Blog do Nildo Paulino: Sumé e suas escolhas políticas

Comunicador, contador de histórias e observador do cotidiano.

Sumé e suas escolhas políticas

O que menos importa nesse momento pós-convenções partidárias em Sumé, é saber quem plantou a informação sobre uma possível aliança entre Neto e Quintans para a escolha do candidato a vice-prefeito de Dr. Neto, conforme vinha sendo divulgado pelos meios de comunicação da região.
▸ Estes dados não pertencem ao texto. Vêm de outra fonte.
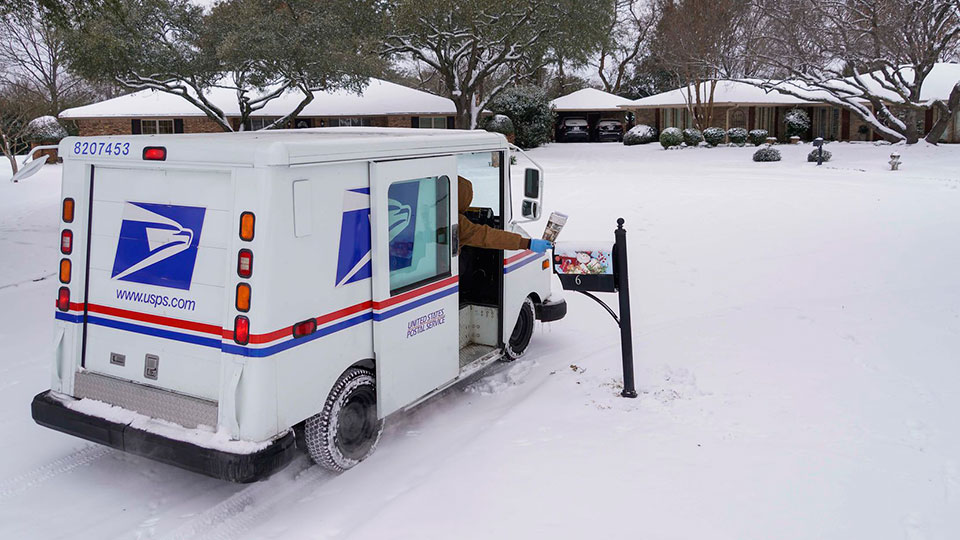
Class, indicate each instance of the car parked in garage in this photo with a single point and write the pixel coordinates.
(574, 129)
(610, 130)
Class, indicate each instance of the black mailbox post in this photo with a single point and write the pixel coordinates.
(598, 268)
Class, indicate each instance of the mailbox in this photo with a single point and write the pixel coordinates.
(584, 267)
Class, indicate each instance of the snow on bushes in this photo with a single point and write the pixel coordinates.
(640, 134)
(766, 153)
(530, 111)
(758, 136)
(737, 136)
(45, 129)
(713, 136)
(693, 137)
(500, 123)
(797, 122)
(671, 137)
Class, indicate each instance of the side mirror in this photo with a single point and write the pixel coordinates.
(530, 209)
(531, 184)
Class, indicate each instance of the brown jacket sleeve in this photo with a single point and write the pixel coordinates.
(484, 236)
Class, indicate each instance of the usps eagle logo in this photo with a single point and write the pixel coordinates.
(158, 244)
(353, 257)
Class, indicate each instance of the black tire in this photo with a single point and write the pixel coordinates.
(347, 430)
(519, 340)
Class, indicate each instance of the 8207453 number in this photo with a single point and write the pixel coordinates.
(94, 148)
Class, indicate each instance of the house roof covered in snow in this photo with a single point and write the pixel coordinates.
(589, 99)
(938, 84)
(377, 99)
(725, 93)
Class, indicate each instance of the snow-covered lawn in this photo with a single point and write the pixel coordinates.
(797, 334)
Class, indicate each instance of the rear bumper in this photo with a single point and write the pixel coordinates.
(551, 310)
(50, 410)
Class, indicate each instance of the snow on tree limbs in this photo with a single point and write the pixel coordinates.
(259, 49)
(870, 57)
(477, 47)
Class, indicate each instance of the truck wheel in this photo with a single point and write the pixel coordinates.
(520, 338)
(347, 430)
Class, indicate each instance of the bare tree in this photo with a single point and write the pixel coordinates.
(626, 38)
(32, 52)
(16, 111)
(478, 48)
(870, 57)
(257, 49)
(692, 39)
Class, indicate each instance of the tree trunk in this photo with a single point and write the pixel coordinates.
(910, 119)
(946, 114)
(462, 104)
(5, 146)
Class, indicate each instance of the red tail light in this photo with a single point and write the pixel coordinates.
(65, 270)
(241, 330)
(63, 299)
(305, 328)
(66, 242)
(68, 206)
(155, 153)
(245, 263)
(247, 222)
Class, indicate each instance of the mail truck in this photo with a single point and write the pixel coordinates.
(227, 300)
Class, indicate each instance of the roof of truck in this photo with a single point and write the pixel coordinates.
(295, 146)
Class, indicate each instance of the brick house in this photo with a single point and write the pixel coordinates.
(382, 104)
(738, 104)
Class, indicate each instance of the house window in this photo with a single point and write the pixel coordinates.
(765, 119)
(355, 121)
(434, 122)
(738, 118)
(155, 127)
(259, 122)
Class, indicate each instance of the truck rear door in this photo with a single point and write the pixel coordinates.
(157, 268)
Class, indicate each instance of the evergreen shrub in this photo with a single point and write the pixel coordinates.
(713, 136)
(671, 137)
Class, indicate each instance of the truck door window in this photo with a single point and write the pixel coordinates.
(482, 169)
(419, 223)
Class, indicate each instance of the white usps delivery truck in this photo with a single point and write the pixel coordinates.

As evidências apontavam para o interesse de Quintans nessa composição. E, convenhamos, uma boa parte dos políticos sumeenses, tanto da oposição quanto da situação, também tinha interesse nessa aliança, considerando o prestígio de Dr. Neto junto ao eleitorado local.

Desde quando fazia cobertura política para a Rádio Cidade, eu já testemunhava esse cenário.
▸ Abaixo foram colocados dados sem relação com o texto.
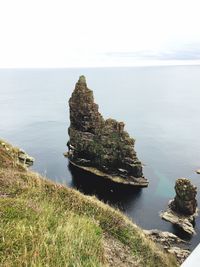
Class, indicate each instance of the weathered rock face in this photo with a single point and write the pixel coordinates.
(185, 200)
(183, 208)
(98, 143)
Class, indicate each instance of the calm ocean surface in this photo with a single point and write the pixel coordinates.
(159, 105)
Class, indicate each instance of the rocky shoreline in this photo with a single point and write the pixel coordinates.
(182, 210)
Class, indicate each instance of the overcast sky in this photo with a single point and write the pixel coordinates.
(71, 33)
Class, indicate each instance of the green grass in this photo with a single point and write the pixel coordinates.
(46, 224)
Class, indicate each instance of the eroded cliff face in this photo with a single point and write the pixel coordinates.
(99, 143)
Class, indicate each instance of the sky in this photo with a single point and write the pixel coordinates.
(97, 33)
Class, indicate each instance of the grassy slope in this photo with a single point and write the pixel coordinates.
(46, 224)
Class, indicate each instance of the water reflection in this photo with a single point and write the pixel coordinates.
(116, 195)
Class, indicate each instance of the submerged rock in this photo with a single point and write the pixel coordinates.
(101, 146)
(170, 242)
(183, 209)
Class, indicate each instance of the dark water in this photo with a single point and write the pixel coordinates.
(160, 106)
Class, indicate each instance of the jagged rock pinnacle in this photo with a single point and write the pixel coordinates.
(82, 79)
(98, 143)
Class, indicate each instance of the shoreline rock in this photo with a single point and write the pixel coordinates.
(100, 146)
(182, 210)
(170, 243)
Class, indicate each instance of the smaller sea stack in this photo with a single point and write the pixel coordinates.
(183, 208)
(100, 146)
(185, 200)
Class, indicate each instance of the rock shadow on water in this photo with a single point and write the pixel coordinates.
(117, 195)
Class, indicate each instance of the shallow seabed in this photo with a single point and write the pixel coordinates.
(160, 106)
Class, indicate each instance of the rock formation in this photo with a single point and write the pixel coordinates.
(170, 242)
(183, 209)
(101, 146)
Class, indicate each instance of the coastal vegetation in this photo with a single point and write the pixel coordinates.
(46, 224)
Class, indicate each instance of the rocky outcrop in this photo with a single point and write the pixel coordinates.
(198, 171)
(170, 242)
(101, 146)
(183, 209)
(14, 156)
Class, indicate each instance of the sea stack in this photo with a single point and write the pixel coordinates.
(183, 208)
(100, 146)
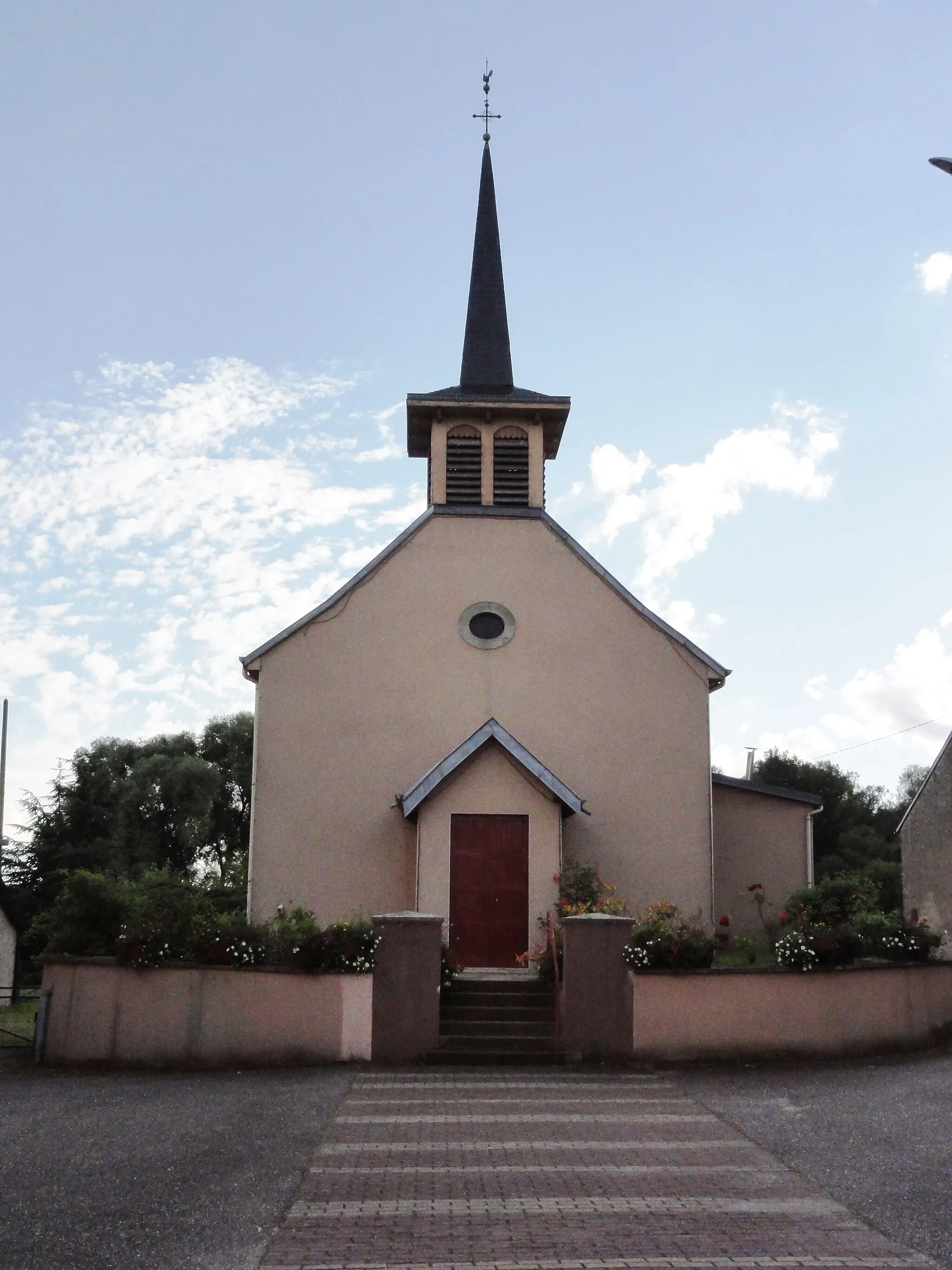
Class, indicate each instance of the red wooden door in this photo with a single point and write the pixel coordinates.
(489, 890)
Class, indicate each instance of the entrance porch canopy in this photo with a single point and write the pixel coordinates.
(490, 731)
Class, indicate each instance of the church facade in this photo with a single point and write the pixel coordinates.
(484, 700)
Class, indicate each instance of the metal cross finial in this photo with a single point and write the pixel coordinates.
(484, 113)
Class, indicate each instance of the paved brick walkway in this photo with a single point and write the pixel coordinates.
(554, 1170)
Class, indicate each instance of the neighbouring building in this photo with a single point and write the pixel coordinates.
(926, 838)
(484, 700)
(8, 958)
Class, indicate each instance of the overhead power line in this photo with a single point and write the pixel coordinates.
(873, 741)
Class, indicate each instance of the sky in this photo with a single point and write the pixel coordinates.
(237, 235)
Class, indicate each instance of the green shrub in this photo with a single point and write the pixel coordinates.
(167, 918)
(87, 918)
(664, 940)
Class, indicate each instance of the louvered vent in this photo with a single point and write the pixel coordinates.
(465, 468)
(511, 468)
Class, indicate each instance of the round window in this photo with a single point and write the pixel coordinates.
(487, 624)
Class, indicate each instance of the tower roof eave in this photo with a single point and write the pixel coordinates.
(423, 409)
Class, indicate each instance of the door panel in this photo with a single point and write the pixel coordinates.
(489, 890)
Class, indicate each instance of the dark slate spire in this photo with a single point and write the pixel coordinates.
(487, 359)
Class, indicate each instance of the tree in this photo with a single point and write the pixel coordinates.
(124, 808)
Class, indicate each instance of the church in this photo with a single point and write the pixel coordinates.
(484, 700)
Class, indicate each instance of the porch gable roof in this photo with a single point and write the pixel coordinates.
(490, 731)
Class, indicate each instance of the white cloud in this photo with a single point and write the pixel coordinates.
(181, 519)
(935, 273)
(913, 687)
(356, 558)
(678, 513)
(815, 687)
(391, 449)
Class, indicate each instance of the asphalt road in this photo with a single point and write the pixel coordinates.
(195, 1171)
(876, 1135)
(162, 1171)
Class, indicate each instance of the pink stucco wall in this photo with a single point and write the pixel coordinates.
(353, 709)
(205, 1017)
(762, 1014)
(758, 838)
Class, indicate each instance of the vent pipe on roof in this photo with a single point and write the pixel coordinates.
(749, 772)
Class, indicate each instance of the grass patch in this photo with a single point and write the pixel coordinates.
(732, 959)
(17, 1023)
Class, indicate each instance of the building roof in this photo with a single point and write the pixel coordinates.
(423, 409)
(928, 778)
(760, 788)
(490, 731)
(719, 672)
(487, 371)
(487, 357)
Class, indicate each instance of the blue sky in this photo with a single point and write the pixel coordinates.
(239, 234)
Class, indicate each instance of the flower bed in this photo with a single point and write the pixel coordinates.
(663, 939)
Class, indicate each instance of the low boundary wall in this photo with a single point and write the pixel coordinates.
(780, 1014)
(204, 1017)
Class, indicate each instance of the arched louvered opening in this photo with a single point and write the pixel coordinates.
(511, 468)
(465, 466)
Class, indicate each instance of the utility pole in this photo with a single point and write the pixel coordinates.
(3, 778)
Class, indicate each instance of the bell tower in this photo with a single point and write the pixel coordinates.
(487, 441)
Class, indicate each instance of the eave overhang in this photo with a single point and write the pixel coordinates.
(738, 783)
(424, 409)
(490, 731)
(715, 672)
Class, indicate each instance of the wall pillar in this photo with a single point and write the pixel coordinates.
(597, 1020)
(407, 970)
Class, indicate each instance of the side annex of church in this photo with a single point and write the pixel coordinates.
(484, 700)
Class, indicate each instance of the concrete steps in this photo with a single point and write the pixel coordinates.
(497, 1020)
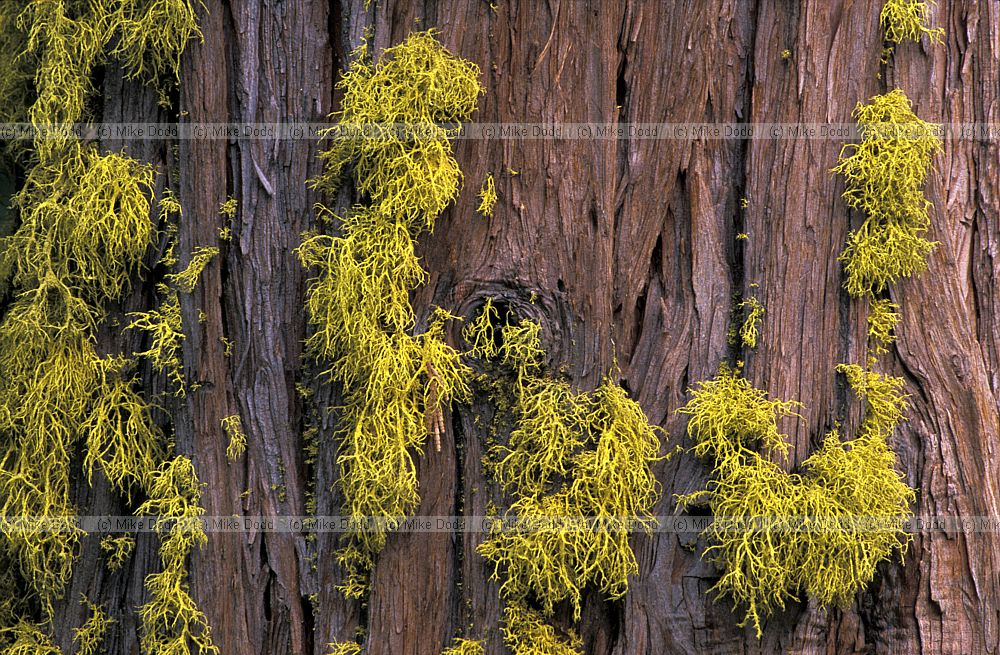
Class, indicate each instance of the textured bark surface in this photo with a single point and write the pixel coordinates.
(629, 251)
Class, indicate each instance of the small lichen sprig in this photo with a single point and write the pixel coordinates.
(171, 621)
(84, 232)
(233, 427)
(187, 279)
(883, 315)
(465, 647)
(487, 196)
(754, 314)
(344, 648)
(166, 330)
(885, 176)
(578, 467)
(907, 20)
(117, 550)
(91, 634)
(826, 528)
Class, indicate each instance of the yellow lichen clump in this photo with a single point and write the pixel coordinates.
(885, 176)
(344, 648)
(465, 647)
(578, 469)
(777, 534)
(526, 633)
(396, 383)
(187, 279)
(84, 229)
(487, 196)
(171, 621)
(754, 315)
(166, 330)
(906, 20)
Segundo informações publicadas pelos portais da região e relatos de pessoas de Sumé, Quintans demonstrava interesse na composição, que teria o vereador Vicente como vice na chapa encabeçada por Neto.
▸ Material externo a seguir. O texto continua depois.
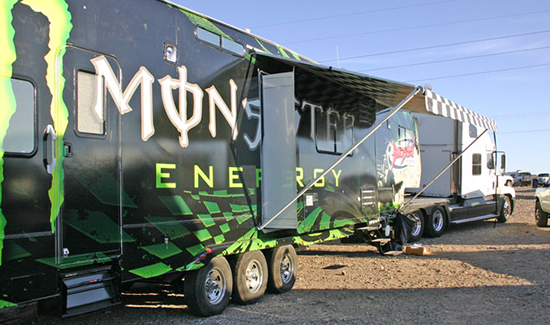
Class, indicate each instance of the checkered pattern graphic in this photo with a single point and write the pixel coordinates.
(440, 105)
(348, 87)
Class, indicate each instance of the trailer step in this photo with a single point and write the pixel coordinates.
(381, 241)
(483, 217)
(368, 228)
(90, 290)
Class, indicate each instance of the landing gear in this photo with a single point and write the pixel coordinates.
(418, 227)
(505, 211)
(541, 217)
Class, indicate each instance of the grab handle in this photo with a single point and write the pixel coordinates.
(49, 149)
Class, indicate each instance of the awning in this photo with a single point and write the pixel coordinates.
(386, 92)
(439, 105)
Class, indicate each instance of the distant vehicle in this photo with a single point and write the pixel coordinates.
(542, 204)
(505, 180)
(542, 179)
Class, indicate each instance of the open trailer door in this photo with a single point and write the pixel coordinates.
(278, 158)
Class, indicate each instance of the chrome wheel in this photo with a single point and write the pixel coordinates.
(438, 220)
(286, 268)
(254, 276)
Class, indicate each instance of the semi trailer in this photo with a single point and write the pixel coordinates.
(140, 140)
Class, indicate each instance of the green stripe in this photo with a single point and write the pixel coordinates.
(163, 250)
(57, 12)
(4, 304)
(8, 106)
(152, 271)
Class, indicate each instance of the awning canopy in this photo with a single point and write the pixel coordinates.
(386, 92)
(439, 105)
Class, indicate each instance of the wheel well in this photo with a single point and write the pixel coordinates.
(429, 211)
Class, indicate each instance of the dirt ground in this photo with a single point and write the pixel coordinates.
(478, 273)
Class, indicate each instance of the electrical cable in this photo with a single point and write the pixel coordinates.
(415, 27)
(438, 46)
(481, 72)
(457, 59)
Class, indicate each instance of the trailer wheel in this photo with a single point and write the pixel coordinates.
(505, 211)
(435, 223)
(249, 277)
(540, 216)
(208, 290)
(283, 266)
(418, 228)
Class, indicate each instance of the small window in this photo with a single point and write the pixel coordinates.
(20, 136)
(490, 161)
(476, 164)
(232, 46)
(325, 131)
(87, 119)
(219, 41)
(333, 132)
(344, 134)
(208, 37)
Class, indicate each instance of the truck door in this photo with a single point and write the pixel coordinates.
(90, 220)
(278, 155)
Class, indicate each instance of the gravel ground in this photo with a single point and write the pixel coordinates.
(477, 273)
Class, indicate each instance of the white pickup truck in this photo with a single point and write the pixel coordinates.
(542, 205)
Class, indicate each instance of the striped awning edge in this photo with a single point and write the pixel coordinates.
(439, 105)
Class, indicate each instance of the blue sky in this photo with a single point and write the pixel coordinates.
(517, 98)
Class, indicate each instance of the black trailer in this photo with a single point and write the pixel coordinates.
(140, 140)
Ter um vice de confiança é o desejo de muitos candidatos a cargos majoritários. Ao mesmo tempo, também é natural que uma chapa seja formada por partidos diferentes. Na política, porém, as alianças nem sempre seguem aquilo que inicialmente parece mais provável.

Em Sumé, pelo menos naquele momento, a questão estava definida pelas convenções: Neto e Éden seriam os candidatos a prefeito e vice, respectivamente.

Foi uma vitória para Dr. Neto e uma derrota para Quintans. Pelo menos por enquanto.

Lendo os comentários publicados nos portais de notícias da região, encontrei um que me chamou atenção. O leitor classificava os acontecimentos como resultado da "inexperiência" do grupo de oposição, por ter ficado, segundo ele, dependente de Quintans para definir um candidato próprio.

O comentário me pareceu pertinente. Parte da militância oposicionista aparentemente se sentia traída e até órfã politicamente. É compreensível. Quem acompanha uma disputa eleitoral costuma querer um candidato em quem possa confiar e defender.

Mas política é feita de alianças, mudanças de posição e estratégias. Essas experiências, embora possam frustrar os mais apaixonados, também podem contribuir para o amadurecimento político do eleitor.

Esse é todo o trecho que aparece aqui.